Living in Ames has been a new adventure. It has been a journey just getting used to living outside of under the roof where my parents live. Jon has been wonderful and supporting me all along the way. His encouragement has really helped me feel confident in everything I do. He is also patient with me, and comforts me when I feel as if I have failed him in every possible way. Sometimes I feel like I have completely failed him as a wife and know in my heart I could have done better. Instead of hurting me, he returns with a loving heart and boosts my esteem.
He always seems to have the right words to say.
I knew the fall semester was going to be tough. I knew it would give far more things to stress about than ever before. I knew it would take our marriage to a new profound place. This past week we were at our deepest moments. I continued to fall to my knees and call out to God. Jon was patiently waiting for me to be able to explain my thoughts. We had a few comforting discussions.

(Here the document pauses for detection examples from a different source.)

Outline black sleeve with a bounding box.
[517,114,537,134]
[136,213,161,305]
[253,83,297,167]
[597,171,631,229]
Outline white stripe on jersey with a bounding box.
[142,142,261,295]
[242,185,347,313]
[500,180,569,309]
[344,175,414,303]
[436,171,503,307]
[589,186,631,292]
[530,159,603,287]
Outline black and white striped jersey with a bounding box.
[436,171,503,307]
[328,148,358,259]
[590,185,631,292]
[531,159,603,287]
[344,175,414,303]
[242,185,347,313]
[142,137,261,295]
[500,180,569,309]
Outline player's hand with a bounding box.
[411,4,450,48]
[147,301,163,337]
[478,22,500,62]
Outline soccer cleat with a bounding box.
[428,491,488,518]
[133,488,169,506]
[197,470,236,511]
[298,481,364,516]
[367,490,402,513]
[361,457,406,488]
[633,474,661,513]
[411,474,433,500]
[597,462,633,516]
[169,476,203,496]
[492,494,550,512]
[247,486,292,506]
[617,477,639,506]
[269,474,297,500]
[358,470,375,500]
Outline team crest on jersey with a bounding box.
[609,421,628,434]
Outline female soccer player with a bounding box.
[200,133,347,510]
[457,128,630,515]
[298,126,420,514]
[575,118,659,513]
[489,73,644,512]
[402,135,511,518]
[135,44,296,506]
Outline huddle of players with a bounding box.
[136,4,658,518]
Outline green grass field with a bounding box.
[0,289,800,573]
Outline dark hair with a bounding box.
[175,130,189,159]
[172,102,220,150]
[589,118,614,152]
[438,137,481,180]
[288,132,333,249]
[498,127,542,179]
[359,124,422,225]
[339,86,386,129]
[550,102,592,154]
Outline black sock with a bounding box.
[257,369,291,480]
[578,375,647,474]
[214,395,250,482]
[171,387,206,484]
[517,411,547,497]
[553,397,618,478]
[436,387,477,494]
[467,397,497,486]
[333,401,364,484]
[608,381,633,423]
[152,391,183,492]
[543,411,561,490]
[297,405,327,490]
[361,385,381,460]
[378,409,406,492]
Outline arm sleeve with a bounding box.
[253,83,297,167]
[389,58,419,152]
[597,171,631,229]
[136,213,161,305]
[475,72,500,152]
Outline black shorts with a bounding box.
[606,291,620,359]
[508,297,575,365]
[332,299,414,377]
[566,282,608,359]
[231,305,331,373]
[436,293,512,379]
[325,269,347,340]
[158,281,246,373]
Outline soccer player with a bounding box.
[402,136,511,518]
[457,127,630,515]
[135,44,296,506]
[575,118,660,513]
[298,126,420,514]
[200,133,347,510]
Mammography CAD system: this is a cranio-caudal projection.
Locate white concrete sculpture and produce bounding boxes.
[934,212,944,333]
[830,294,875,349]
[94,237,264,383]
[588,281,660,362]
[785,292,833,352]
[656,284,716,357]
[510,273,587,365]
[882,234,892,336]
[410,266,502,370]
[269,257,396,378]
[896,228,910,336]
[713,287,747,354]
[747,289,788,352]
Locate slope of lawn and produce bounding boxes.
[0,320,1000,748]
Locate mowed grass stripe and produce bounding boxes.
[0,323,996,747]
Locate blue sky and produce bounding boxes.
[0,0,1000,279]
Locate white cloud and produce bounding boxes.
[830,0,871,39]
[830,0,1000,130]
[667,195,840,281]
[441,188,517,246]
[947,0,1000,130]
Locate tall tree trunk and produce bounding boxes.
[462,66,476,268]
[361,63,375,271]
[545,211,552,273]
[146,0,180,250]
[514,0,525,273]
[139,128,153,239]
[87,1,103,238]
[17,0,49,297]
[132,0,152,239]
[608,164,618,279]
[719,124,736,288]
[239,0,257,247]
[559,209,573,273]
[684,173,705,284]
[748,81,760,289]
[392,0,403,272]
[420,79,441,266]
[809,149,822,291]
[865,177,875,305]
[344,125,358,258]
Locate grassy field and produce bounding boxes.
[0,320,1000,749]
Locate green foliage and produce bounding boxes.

Just praying that soon we would be able to get more plugged in here at Ames. This transition in our lives is big enough for the both of us, but only enough that our God can still allow us to grow. Our faith will strengthen in Him and one another through this process. We were delighted to know that our relationships with people in Ames were going to grow. Mary was in need of connections in Ames. Jon had school, work, and relationships already fully intact. He had a life here. Sunday night was the first small group get together. There was seven couples all together (including us). It seemed large, but soon it will feel at home. Right now it feels overwhelming. We chuckle at "wait, what was their name?" We wished for name tags! ;)
The small group was a nice group of young married couples. When the ladies and guys got split the gals talked all about similar subjects that Mary could totally relate to! It was nice to start opening up with people and having them be in a similar understanding situation as you. There's no judgement. They don't tell you what you should be doing, or what they think you should be doing. They just allow you to open up.
It's nice to talk about newlywed conversations with others. No one in the room was married for two years yet. One had a young baby and the lead couple is expecting in five weeks. Most of the women work with children. =)
I love finding connections! I hope this is the brand new start of a great connection group! Praying this will help me feel more comfortable with living here away from close family and friends.